Annette, which fittingly takes its name from Ann and Henry’s not-yet-born daughter, turns out to be an artistic love child like no other. Cinephiles who’ve swooned for Carax’s brand of doomy romanticism have long hoped that he might make a full-blown musical. Sparks fans, who can be fiercely loyal and strangely fickle by turns, will surely be delighted that the Maels have finally realized their dream of bringing their music to the screen for a demented backstage melodrama that nods to A Star Is Born, among others. It begins with a giddy rush of let’s-start-the-show energy. The Maels appear, tuning up their equipment and launching into a delirious number (“So May We Start?”) that becomes goofily hypnotic as Carax and his actors join in, all of them marching toward the camera in a long tracking shot that begins indoors and ends out on Santa Monica Boulevard.

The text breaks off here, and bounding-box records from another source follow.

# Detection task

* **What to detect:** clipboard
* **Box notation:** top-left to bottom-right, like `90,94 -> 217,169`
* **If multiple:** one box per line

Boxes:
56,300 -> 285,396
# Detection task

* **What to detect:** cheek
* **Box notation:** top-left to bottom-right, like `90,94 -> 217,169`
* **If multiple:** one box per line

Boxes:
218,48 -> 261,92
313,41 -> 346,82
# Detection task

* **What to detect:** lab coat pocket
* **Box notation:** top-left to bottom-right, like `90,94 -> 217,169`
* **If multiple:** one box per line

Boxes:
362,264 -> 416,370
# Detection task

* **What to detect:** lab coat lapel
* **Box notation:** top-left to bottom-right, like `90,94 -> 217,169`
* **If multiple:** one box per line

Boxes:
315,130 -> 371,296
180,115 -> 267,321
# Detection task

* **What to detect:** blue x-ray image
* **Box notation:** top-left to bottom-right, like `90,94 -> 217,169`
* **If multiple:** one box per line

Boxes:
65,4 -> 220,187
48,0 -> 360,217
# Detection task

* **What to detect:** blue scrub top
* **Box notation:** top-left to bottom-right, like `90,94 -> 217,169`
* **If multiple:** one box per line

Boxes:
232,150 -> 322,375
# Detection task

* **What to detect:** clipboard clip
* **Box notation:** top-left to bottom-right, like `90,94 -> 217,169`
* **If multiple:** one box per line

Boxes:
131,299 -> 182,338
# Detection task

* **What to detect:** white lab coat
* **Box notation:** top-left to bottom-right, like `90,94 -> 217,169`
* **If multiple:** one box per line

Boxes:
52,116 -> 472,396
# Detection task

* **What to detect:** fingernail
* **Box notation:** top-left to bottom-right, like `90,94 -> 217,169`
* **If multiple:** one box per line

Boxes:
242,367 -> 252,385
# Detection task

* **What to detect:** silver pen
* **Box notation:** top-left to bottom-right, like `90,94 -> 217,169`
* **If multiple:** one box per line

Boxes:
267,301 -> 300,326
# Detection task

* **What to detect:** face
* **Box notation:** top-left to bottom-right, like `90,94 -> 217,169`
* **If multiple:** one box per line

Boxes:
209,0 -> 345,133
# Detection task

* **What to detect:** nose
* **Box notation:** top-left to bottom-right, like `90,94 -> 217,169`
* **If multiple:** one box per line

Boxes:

There’s a lot to love in that overture: a merry collaborative spirit that promises to lift your mood and defy your expectations. But by the time the movie draws to a melancholic close two hours and twenty minutes later, that promise feels kept in one sense and deliberately betrayed in another. It’s hard not to feel moved a bit by the sheer improbable fact of this movie’s existence: Moment by moment, you’re held by its loony flights of lyricism and striking images (shot by Caroline Champetier), and by the mix of sincerity and irony that animates every sung-through line. But before long a chill seeps in, darkening the movie’s melodies and tilting a once-glorious love story into a spiral of loss and regret. The city’s shimmer receding and the action shifts toward the faintly menacing luxury of the couple’s home.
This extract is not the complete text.